Tables are out dated. Although they can look better then divs, as they tend to align better. But I use divs now. Yes, that is the key to a good mobile friendly site is to look the same across all platforms. Its what devs strive for. It takes less code, less headaches. I use no EM's as its not needed and causes issue on mobile devices as the browsers used can strip them. I amin the middle of doing my media CSS now. Using a320x700 device size. Which is about the average phone size. I will post a screenshot when its done. Then you can tell me whats might be wrong with it.
 

smalpierre

New member
I'm not saying you're doing anything wrong, just not the way I'd do it. And the fact is, that you are never going to get a site to look the same on a little window as a big one. The only way to make them look the same is to scale everything, and on a small screen you won't be able to read the tiny text without zooming.

So no - looking identical is not the same as being mobile friendly. I'm not saying you can't make it look similar, and look good - I've seen it done before - but you're going to end up focusing on the landscape layout, unless you constrain the width on desktop and have background sidebars kind of like these forums. They look ok on mobile too, but not exactly the same.

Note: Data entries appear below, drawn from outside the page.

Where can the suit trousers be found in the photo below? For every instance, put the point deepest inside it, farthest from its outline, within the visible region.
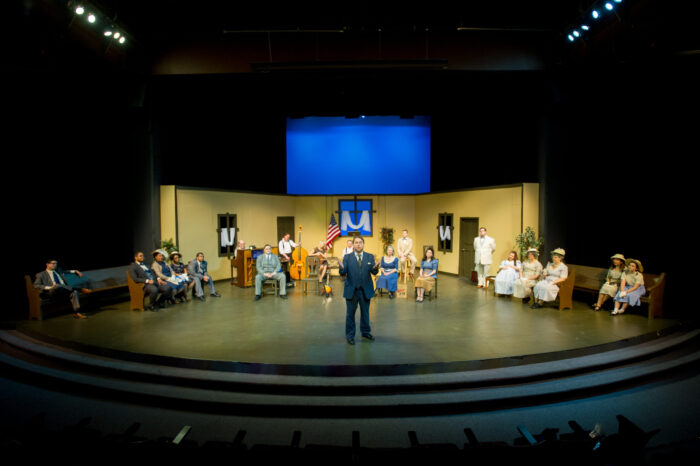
(63, 291)
(279, 276)
(482, 271)
(351, 308)
(198, 291)
(153, 290)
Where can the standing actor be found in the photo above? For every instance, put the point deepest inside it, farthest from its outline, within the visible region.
(404, 248)
(484, 246)
(269, 266)
(197, 269)
(359, 288)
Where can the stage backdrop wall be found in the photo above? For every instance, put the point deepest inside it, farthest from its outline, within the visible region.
(189, 215)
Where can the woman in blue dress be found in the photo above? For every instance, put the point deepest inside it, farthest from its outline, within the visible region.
(428, 274)
(164, 273)
(508, 272)
(631, 287)
(390, 272)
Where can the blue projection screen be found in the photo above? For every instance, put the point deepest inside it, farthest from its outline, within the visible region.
(370, 155)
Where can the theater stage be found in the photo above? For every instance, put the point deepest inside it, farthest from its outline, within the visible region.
(462, 325)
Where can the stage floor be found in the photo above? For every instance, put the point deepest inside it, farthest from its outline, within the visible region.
(463, 324)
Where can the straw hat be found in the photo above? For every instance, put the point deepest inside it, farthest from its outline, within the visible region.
(161, 251)
(639, 264)
(559, 252)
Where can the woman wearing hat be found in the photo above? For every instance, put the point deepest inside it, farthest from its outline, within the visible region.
(555, 273)
(612, 280)
(163, 272)
(530, 272)
(508, 272)
(631, 287)
(180, 272)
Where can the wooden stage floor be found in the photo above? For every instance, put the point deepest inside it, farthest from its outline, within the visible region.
(463, 324)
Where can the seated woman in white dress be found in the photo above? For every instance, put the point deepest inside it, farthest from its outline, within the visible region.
(508, 272)
(612, 280)
(631, 287)
(555, 273)
(530, 272)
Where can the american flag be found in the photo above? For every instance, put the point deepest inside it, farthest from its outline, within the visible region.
(333, 232)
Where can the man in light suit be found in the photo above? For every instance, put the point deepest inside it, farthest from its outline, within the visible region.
(404, 248)
(268, 266)
(197, 269)
(54, 285)
(484, 246)
(358, 267)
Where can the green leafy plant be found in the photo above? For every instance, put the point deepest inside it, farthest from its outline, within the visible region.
(387, 235)
(527, 240)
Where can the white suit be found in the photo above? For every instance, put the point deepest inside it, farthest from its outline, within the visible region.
(483, 256)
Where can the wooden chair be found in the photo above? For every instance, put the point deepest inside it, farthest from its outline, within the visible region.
(136, 294)
(313, 265)
(566, 291)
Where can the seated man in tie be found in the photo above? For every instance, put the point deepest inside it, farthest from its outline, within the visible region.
(157, 290)
(54, 285)
(269, 266)
(197, 269)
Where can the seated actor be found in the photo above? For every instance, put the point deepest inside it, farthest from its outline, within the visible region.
(54, 285)
(197, 269)
(269, 266)
(157, 291)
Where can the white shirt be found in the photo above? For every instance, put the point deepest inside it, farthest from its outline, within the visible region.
(285, 247)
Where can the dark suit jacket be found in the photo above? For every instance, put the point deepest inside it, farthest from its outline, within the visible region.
(137, 273)
(356, 277)
(43, 280)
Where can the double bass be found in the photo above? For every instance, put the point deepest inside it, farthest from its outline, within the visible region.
(297, 269)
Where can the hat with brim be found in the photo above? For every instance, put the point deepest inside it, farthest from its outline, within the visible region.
(559, 252)
(639, 264)
(160, 251)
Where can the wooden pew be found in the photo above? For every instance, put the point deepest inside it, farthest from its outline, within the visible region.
(99, 280)
(592, 278)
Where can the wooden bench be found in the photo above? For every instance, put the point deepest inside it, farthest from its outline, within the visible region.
(97, 280)
(592, 278)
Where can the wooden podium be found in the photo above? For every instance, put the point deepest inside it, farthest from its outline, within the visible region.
(243, 263)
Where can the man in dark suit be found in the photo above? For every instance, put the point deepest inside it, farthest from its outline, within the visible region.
(54, 285)
(358, 268)
(157, 290)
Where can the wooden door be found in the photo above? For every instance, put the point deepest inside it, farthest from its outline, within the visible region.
(468, 230)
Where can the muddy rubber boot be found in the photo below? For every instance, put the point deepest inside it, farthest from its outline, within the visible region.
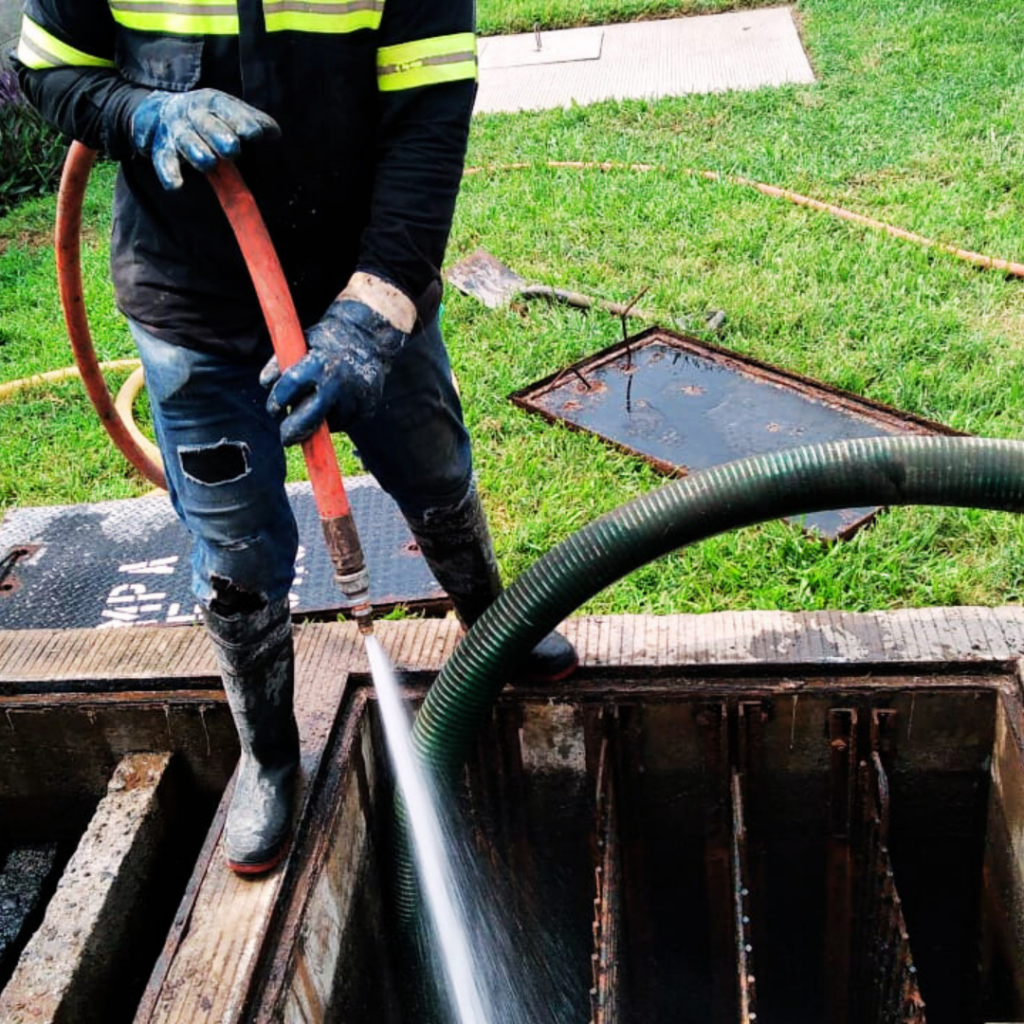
(257, 665)
(456, 542)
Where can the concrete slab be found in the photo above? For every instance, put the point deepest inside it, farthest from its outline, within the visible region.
(69, 964)
(748, 49)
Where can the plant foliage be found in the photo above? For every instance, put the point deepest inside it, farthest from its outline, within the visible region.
(31, 152)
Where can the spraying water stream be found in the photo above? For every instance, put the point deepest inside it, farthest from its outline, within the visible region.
(428, 841)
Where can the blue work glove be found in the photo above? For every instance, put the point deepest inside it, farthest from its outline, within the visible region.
(342, 375)
(203, 126)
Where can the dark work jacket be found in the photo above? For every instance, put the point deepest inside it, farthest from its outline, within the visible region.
(361, 178)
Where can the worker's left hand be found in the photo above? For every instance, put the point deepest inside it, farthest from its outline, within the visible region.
(350, 352)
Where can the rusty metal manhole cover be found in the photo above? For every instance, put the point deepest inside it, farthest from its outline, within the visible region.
(683, 404)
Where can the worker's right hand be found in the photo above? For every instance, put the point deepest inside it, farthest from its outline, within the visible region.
(350, 351)
(203, 126)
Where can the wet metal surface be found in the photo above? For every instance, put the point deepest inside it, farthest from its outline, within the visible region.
(745, 980)
(684, 406)
(605, 995)
(125, 563)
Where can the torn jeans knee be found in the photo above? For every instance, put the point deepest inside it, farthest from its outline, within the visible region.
(223, 462)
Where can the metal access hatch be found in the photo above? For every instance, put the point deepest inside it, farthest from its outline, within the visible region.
(684, 404)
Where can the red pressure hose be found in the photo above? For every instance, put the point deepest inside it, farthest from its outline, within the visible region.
(286, 334)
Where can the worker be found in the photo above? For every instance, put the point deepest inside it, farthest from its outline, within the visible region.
(348, 120)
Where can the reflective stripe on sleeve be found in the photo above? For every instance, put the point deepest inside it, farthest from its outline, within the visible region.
(186, 17)
(322, 15)
(38, 48)
(426, 61)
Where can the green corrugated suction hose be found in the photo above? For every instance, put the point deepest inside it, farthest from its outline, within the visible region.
(962, 471)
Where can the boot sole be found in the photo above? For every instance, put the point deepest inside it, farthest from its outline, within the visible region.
(264, 866)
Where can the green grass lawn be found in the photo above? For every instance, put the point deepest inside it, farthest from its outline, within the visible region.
(916, 119)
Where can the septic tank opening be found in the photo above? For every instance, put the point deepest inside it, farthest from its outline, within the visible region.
(718, 849)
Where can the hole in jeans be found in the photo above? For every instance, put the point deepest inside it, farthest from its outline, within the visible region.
(212, 464)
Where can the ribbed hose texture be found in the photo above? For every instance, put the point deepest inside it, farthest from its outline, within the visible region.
(958, 471)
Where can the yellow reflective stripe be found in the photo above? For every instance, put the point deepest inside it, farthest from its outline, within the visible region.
(322, 15)
(189, 17)
(38, 48)
(427, 61)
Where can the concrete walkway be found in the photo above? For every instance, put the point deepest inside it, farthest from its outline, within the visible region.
(747, 49)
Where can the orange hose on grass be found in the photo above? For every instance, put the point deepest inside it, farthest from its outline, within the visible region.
(978, 259)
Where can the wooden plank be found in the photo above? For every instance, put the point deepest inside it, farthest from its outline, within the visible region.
(67, 971)
(905, 636)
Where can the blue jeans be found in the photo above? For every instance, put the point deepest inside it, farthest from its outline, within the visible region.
(225, 467)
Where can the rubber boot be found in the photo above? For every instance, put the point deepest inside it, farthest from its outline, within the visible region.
(257, 665)
(456, 542)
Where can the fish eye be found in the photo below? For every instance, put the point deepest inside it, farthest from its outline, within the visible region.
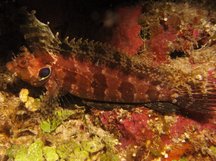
(44, 73)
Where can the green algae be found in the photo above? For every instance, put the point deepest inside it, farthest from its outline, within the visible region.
(50, 153)
(59, 116)
(23, 153)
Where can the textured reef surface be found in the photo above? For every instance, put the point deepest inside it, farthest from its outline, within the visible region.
(178, 38)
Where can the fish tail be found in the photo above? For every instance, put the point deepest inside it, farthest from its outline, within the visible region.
(200, 103)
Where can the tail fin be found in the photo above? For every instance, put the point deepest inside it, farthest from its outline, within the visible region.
(200, 104)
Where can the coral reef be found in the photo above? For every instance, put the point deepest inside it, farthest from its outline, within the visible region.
(162, 34)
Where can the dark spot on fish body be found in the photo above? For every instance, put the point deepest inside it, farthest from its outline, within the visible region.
(127, 91)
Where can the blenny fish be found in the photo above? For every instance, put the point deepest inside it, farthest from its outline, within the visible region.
(95, 71)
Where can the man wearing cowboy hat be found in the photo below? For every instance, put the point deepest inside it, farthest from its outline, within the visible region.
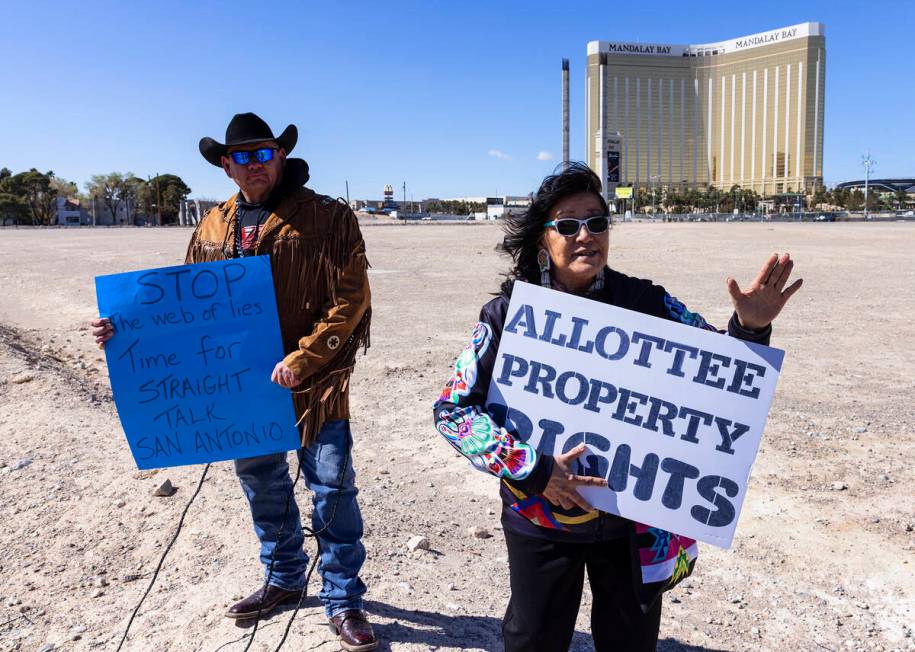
(322, 293)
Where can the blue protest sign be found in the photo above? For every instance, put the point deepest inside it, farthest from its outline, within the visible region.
(191, 359)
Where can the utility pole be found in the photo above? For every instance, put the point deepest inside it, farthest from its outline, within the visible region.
(158, 202)
(654, 178)
(565, 113)
(868, 163)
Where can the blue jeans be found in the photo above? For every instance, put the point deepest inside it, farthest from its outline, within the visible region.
(266, 483)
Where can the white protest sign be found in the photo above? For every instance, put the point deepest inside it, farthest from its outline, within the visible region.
(672, 414)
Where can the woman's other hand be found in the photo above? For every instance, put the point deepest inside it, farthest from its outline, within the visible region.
(760, 303)
(102, 330)
(562, 488)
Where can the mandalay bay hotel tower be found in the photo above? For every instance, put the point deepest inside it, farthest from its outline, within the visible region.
(747, 112)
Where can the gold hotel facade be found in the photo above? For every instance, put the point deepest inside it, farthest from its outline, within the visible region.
(747, 112)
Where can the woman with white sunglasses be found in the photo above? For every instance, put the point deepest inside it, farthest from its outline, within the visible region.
(553, 535)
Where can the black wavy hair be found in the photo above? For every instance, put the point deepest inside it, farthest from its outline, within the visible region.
(524, 230)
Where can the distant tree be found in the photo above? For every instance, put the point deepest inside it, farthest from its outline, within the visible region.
(171, 191)
(34, 188)
(13, 209)
(129, 192)
(64, 188)
(107, 188)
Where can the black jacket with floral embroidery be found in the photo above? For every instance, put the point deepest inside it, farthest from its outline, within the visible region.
(462, 418)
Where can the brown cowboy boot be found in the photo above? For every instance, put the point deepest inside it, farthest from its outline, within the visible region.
(354, 630)
(249, 607)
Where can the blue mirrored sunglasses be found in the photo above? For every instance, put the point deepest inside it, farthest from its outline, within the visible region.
(261, 155)
(569, 226)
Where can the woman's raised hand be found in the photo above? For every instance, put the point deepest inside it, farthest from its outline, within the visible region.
(765, 297)
(562, 488)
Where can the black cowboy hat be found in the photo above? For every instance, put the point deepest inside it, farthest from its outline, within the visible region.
(244, 129)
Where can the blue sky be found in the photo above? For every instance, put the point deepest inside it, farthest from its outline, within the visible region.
(422, 92)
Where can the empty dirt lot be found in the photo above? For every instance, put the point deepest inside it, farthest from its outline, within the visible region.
(824, 557)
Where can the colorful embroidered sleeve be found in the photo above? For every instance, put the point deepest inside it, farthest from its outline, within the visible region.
(676, 311)
(461, 417)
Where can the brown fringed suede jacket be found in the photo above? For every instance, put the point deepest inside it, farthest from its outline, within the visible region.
(322, 293)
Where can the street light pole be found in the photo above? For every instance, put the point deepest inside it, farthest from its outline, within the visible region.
(868, 163)
(654, 178)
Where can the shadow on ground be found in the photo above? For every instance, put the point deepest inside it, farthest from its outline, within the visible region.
(481, 632)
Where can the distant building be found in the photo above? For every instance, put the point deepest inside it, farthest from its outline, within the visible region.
(747, 111)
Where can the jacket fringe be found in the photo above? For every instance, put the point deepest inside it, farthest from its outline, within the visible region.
(307, 269)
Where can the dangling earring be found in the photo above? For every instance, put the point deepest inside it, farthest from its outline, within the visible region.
(543, 259)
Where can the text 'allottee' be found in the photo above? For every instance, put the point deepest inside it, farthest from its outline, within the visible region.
(672, 415)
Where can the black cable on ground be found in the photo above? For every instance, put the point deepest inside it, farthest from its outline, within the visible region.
(316, 534)
(279, 536)
(162, 558)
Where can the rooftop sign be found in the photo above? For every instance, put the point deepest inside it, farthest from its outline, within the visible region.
(734, 45)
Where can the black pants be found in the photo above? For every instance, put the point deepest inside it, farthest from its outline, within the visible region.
(547, 578)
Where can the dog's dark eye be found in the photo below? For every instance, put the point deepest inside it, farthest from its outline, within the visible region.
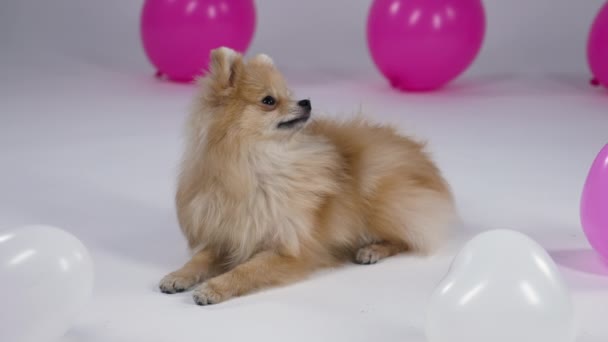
(269, 101)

Carry on though - I want to see what you come up with for sure.
 

keltron

New member
I use Backbone for frontend.
It's enough simple and flexible, especially in when you update object's value ( http://backbonejs.org/#Model-changed ).

Javascript is very powerfull to frontend purpose, but you have to take in mind that the "BOT" and dinamic content are not compatible.

If your frontend is much dynamic, than i suggest use php to generate the page via request url, and update the frontend via javascript.
 

3834679

New member
I like doing mine from scratch, but if the job calls for it to be quick then bootstrap is good. It all depends on what you want to learn. Most of the time spent would be learning the new framework.